Why this is not currently the case is due in part to structural factors, policy failures, and medical-cultural issues. The fixes, therefore, must address all these factors. Sadly, I hear no pundits, funders or policy experts addressing them. By the way, privatization is not one of the fixes.
In spite of the fact that the population of medical doctors in Canada has risen faster than the population at large, too few Canadians have access to a family doctor. One statistic tells part of the story — a smaller fraction of medical graduates are choosing family medicine as their specialty, meaning that we are not producing family doctors at the rate we need. One of the policy and cultural issues we must address is to make family medicine the most desired medical specialty.
Graduating medical students must complete postgraduate training in their specialty to be licensed for independent practice.

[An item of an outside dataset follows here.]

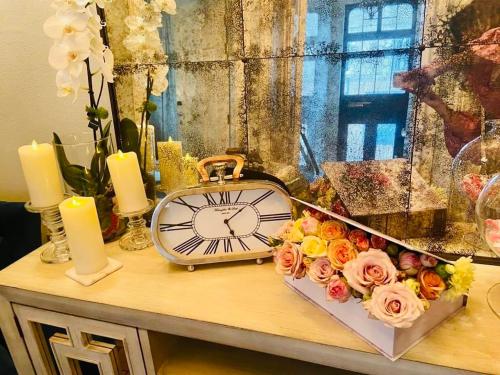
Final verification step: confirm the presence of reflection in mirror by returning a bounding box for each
[109,0,500,262]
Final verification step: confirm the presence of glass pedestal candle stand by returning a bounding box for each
[113,199,154,251]
[24,202,71,263]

In family medicine, that training is two (sometimes three) years in length. There are training programs attached to every Canadian faculty of medicine, and through CaRMS (the Canadian Resident Matching Service) in 2022 a total of 1,399 family medicine residency positions were available.

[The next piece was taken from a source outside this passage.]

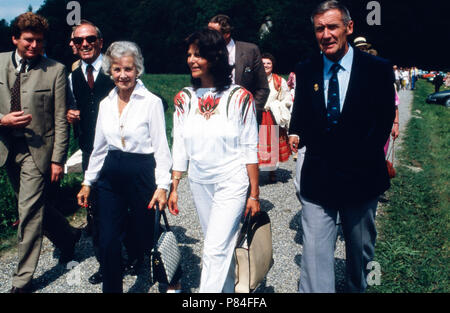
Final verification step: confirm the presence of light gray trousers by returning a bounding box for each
[299,196,378,293]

However, of the 3,000 or so graduating medical students, only 890 (about 30 per cent) chose family medicine as their first choice, and 1,180 family residency positions were filled. (Who filled these positions? Foreign-trained graduates, either Canadians studying medicine abroad or foreign nationals seeking Canadian training).
This is a problem. Traditionally about half of Canadian physicians have been family doctors, and half were other types of specialists. That ratio has changed as these statistics demonstrate. Instead of family medicine residency positions being undersubscribed, we need the best and brightest of graduating medical students to become family doctors, providing longitudinal care to patients and their families in concert with other health professionals. Yes, we need more psychiatrists and urologists and cardiologists, but we need family doctors even more.
And we need family doctors to do full-service family medicine, as exemplified by the medical home model. For every trained family physician who is working as a hospitalist or as a surgical assistant or doing hair transplants, about 1,000 Canadians have been denied access to the care these specialists were trained to provide. (The typical family doctor will have a practice that looks after 1,000 to 1,200 patients).